Surely one of the advantages we can embrace from ‘the post modern condition’ is a jettisoning of rigid binaries. Starting with two sexes, described as opposites or alternatives or complements – locks us into a logic, a limiting binary system, that often seems remote from lived, spoken experience and is complicit with all those other binary pairs I have alluded to today. There is surely another alternative. Should we not be talking of paradoxes and spectrums, not contradictions and mutual exclusions? ‘The unconscious,’ Freud reminds us,’ speaks more than one dialect.’

 

I spoke at the beginning of Gadamer’s phrase “Fusion of horizons”. And I want to return to it as a way to hold coloniser and the colonised, queer and normal.
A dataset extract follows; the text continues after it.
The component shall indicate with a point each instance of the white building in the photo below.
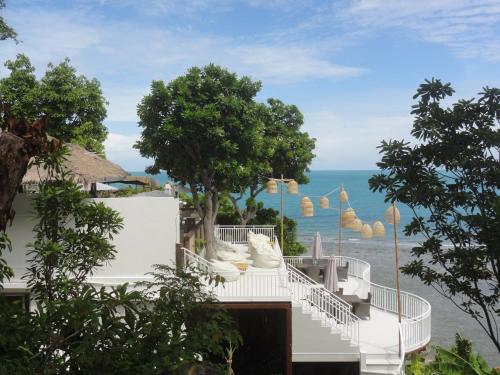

It is easy to think of the horizon as a boundary, that’s its deceit, an horizon is that which expands, that which we can see beyond with a little effort, and that which points toward something more. Although a horizon marks the limit of sight at any moment, it is not an insurmountable limit. Simply walking a short distance, or going to the top floor of a building can help us see beyond our previous horizon. Horizons might appear as a limit at a particular time, but they are always also gateways to something beyond.

 

Both the queer and the colonial demand that we see further and risk welcoming what’s over the horizon. This is about more not less – about difference not identity, about opening up not closing down, not saying that’s all there is but knowing there is always more.

 

To reduce a discussion of cultural difference or sexual orientation to coloniser/colonised queer/normal and by extension, Maori/Pakeha or black/white or the historically disempowered and the powerful, or gay/straight is to perpetuate flawed assumptions of fixity.

 

In closing I am reminded of Satre’s reworking of Hegel in his introduction to Fanon’s The Wretched of the Earth.

 

“I am possessed by the Other; the Other’s look fashions my body in its nakedness, causes it to be born, sculpts it, produces it as it is, sees it as I shall never see it. The Other holds a secret - the secret of what I am. The true stranger, the Other, whom one meets, is, therefore, intimately known. His attractions are endlessly beguiling. He is me.